Search code examples
javahashmapduplicatessize

Java: How to search duplicate files in a folder not only by name ,but also by size and content?


I want to create a Java application to identify duplicates. So far I can find duplicates only by name, but I also need size, file type, and maybe content. This is my code so far, using a HashMap:

public static void find(Map<String, List<String>> lists, File dir) {
    for (File f : dir.listFiles()) {
        if (f.isDirectory()) {
            find(lists, f);
        } else {
            String hash = f.getName() + f.length();
            List<String> list = lists.get(hash);
            if (list == null) {
                list = new LinkedList<String>();
                lists.put(hash, list);
            }
            list.add(f.getAbsolutePath());
        }
    }
}

Solution

  • I used MessageDigest and checked some files and find the duplicates according to all the criteria I have listed in the title and description.
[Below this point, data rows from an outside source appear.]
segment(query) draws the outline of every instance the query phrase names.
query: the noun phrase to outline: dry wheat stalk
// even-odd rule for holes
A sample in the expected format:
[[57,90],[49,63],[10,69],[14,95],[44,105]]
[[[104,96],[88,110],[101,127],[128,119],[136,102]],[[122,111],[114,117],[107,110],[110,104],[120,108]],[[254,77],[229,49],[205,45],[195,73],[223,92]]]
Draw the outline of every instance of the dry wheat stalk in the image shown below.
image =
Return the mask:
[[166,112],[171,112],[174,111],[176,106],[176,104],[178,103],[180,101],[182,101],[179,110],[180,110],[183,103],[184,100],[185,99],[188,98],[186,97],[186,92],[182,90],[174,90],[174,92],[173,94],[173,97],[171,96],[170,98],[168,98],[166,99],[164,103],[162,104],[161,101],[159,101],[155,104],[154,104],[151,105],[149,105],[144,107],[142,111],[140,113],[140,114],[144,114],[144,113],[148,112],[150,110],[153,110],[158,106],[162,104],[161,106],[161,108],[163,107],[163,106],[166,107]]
Thank you all.

    private static MessageDigest messageDigest;
    static {
        try {
            messageDigest = MessageDigest.getInstance("SHA-512");
        } catch (NoSuchAlgorithmException e) {
            throw new RuntimeException("cannot initialize SHA-512 hash function", e);
        }
    }   
    

    and this is the result after implementation in the search code for duplicates

    public static void find(Map<String, List<String>> lists, File dir) {
    for (File f : dir.listFiles()) {
      if (f.isDirectory()) {
        find(lists, f);
      } else {
          try{
              FileInputStream fi = new FileInputStream(f);
              byte fileData[] = new byte[(int) f.length()];
                    fi.read(fileData);
                    fi.close();
                    //Crearea id unic hash pentru fisierul curent
                    String hash = new BigInteger(1, messageDigest.digest(fileData)).toString(16);
                    List<String> list = lists.get(hash);
                    if (list == null) {
                        list = new LinkedList<String>();
                    }
                    //Adăugați calea către listă
                    list.add(f.getAbsolutePath());
                    //Adauga lista actualizată la tabelul Hash
                    lists.put(hash, list);
    
          }catch (IOException e) {
                    throw new RuntimeException("cannot read file " + f.getAbsolutePath(), e);
                }
    
      }
    }
    

    }